Von apa/nachrichten.at   28. Januar 2010 12:37 Uhr

EAV
Thomas Sptizer ist einer der Gründungsmitglieder der Ersten Allgemeinen Verunsicherung.

Weil die heutige Band „als Dienstleistungs-Combo bedauerlicherweise fast alles spielt, was Kohle bringt“ will sich EAV-Gründungsmitglied und Gitarrist Thomas Spitzer im Mai "voerst einmal von der Bühne zurückziehen".

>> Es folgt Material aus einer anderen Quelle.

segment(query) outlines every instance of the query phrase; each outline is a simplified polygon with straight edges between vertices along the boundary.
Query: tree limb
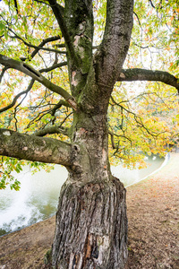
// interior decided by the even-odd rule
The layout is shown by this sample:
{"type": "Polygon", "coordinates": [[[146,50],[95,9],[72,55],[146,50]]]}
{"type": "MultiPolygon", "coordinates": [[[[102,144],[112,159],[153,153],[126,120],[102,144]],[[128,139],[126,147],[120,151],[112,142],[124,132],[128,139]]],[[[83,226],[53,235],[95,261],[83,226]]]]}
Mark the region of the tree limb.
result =
{"type": "Polygon", "coordinates": [[[0,129],[0,155],[71,166],[72,145],[53,138],[0,129]]]}
{"type": "Polygon", "coordinates": [[[3,68],[1,74],[0,74],[0,83],[1,83],[3,76],[7,69],[8,69],[8,67],[6,67],[6,66],[3,68]]]}
{"type": "Polygon", "coordinates": [[[44,86],[48,88],[50,91],[60,94],[71,105],[72,108],[73,108],[75,110],[77,110],[76,101],[72,97],[72,95],[70,95],[62,87],[52,83],[46,77],[44,77],[40,74],[40,72],[35,70],[30,65],[27,65],[23,62],[20,62],[17,60],[13,60],[13,59],[7,57],[2,54],[0,54],[0,64],[8,68],[13,68],[13,69],[19,70],[19,71],[24,73],[25,74],[30,76],[34,80],[38,81],[38,82],[40,82],[41,84],[43,84],[44,86]]]}
{"type": "Polygon", "coordinates": [[[179,93],[179,82],[168,72],[152,71],[141,68],[123,69],[117,78],[118,82],[149,81],[161,82],[176,88],[179,93]]]}
{"type": "Polygon", "coordinates": [[[69,34],[68,29],[66,27],[66,23],[64,19],[62,6],[57,4],[56,0],[48,0],[48,3],[53,10],[53,13],[56,18],[56,21],[60,26],[63,37],[64,38],[66,48],[68,48],[71,58],[74,61],[75,64],[78,65],[79,59],[76,56],[73,44],[72,42],[71,36],[69,34]]]}
{"type": "MultiPolygon", "coordinates": [[[[32,45],[31,43],[29,43],[27,42],[26,40],[24,40],[21,37],[18,36],[16,33],[14,33],[12,30],[10,30],[13,34],[14,34],[14,37],[11,37],[12,39],[20,39],[21,40],[26,46],[30,47],[30,48],[36,48],[34,50],[34,52],[32,53],[32,57],[34,57],[34,56],[38,52],[38,50],[42,49],[42,50],[46,50],[46,51],[50,51],[50,52],[56,52],[56,53],[59,53],[59,54],[66,54],[66,51],[61,51],[61,50],[58,50],[58,49],[55,49],[55,48],[43,48],[43,46],[49,42],[46,42],[44,43],[44,45],[39,45],[39,46],[35,46],[35,45],[32,45]]],[[[49,38],[50,39],[50,38],[49,38]]],[[[52,39],[52,38],[51,38],[52,39]]],[[[58,37],[58,39],[60,39],[60,37],[58,37]]],[[[55,39],[55,40],[56,40],[55,39]]],[[[53,40],[52,40],[53,41],[53,40]]],[[[43,44],[43,41],[41,42],[41,44],[43,44]]],[[[26,58],[22,58],[22,60],[24,61],[26,58]]]]}
{"type": "MultiPolygon", "coordinates": [[[[43,41],[37,47],[37,46],[33,46],[34,47],[37,47],[37,48],[34,48],[34,51],[32,52],[32,54],[30,55],[30,59],[32,59],[36,54],[40,50],[40,49],[43,49],[42,47],[44,45],[46,45],[47,43],[48,42],[52,42],[52,41],[55,41],[55,40],[59,40],[61,39],[60,36],[55,36],[55,37],[51,37],[51,38],[47,38],[46,39],[43,39],[43,41]]],[[[23,41],[23,40],[22,40],[23,41]]],[[[23,41],[24,42],[24,41],[23,41]]],[[[27,43],[27,42],[26,42],[27,43]]],[[[27,46],[29,46],[28,44],[26,44],[27,46]]],[[[31,44],[30,44],[31,45],[31,44]]],[[[29,46],[30,47],[30,46],[29,46]]],[[[58,53],[61,53],[60,51],[58,53]]],[[[22,58],[21,60],[25,60],[26,58],[22,58]]]]}
{"type": "Polygon", "coordinates": [[[122,68],[133,23],[132,0],[107,0],[104,38],[95,55],[98,84],[113,88],[122,68]]]}
{"type": "Polygon", "coordinates": [[[46,127],[42,130],[34,133],[36,136],[45,136],[47,134],[62,134],[70,137],[70,129],[55,126],[46,127]]]}
{"type": "Polygon", "coordinates": [[[6,110],[10,109],[11,108],[13,108],[13,107],[15,105],[15,103],[16,103],[16,101],[17,101],[17,100],[18,100],[18,98],[19,98],[20,96],[21,96],[22,94],[27,94],[27,93],[31,90],[34,82],[35,82],[35,80],[32,79],[32,80],[30,81],[30,85],[28,86],[27,90],[26,90],[26,91],[21,91],[19,94],[17,94],[17,95],[14,97],[14,99],[13,99],[13,102],[12,102],[11,104],[9,104],[8,106],[6,106],[6,107],[4,107],[4,108],[3,108],[0,109],[0,113],[2,113],[2,112],[4,112],[4,111],[6,111],[6,110]]]}

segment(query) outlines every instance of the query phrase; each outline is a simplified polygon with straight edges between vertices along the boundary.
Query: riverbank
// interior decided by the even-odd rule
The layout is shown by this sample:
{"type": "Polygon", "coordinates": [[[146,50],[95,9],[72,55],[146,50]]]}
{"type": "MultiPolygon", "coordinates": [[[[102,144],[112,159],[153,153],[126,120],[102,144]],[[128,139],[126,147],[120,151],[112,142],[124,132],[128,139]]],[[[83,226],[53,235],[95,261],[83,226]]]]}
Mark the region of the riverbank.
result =
{"type": "MultiPolygon", "coordinates": [[[[129,259],[125,269],[179,269],[179,153],[158,173],[127,187],[129,259]]],[[[0,269],[47,268],[55,217],[0,239],[0,269]]]]}

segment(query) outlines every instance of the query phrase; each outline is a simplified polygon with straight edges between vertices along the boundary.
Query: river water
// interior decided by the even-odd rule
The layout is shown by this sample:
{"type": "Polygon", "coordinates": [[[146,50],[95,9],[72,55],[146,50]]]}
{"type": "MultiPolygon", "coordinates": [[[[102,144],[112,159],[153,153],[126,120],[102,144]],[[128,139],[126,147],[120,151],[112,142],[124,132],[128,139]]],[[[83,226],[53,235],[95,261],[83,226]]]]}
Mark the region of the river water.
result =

Für Sänger Klaus Eberhartinger sei das aber nicht als Auflösung der Band zu verstehen: „Die EAV wird sicher weiter existieren.“

Selbstwert-Graberl und Kanossagänge

Spitzer kritisiert im morgen erscheinenden „Format“ die EAV-Konzerte: „Jede der obsoleten Pflichtwuchteln ist ein kleiner Kanossagang für mich, jede Gala ein Gang aufs Schafott, jeder TV-Auftritt bei Schlagersendungen der Seelentod und jedes Bierzelt das Selbstwert-Graberl, das ich mir schwerer schaufle als andere." Er wolle mehr Zeit finden, um u.a. „meine Bücher zu schreiben“ und „endlich ein sehr persönliches Soloalbum“ fertigzustellen.

Bei März-Tournee noch dabei

Die EAV wird mit dem neuen Album „Neue Helden“ (ab 5. Februar im Handel) ab 3. März auf Deutschland- und Österreich-Tournee gehen, und da werde Spitzer sicher dabei sein.  Danach „kann es sein, dass wir ohne ihn live spielen“, sagt Eberhartinger, dem der Gitarrist „als Stütze abgehen wird. Aber natürlich geht das, die Show muss ich tragen.“

Eberhartinger weiter: Spitzer habe sich selber über seine Formulierungen im Interview „amüsiert. Ich habe ihm gesagt, dass das zu grausam ernst genommen“ werden könnte. Der Gitarrist habe bereits seit mehreren Tourneen „Müdigkeit“ geäußert, die „rein pekuniär (finanziell) begründeten Folgekonzerte“ von Tourneen zu spielen. Aber „er wird sicher weiter für die EAV schreiben“, sagt Eberhartinger.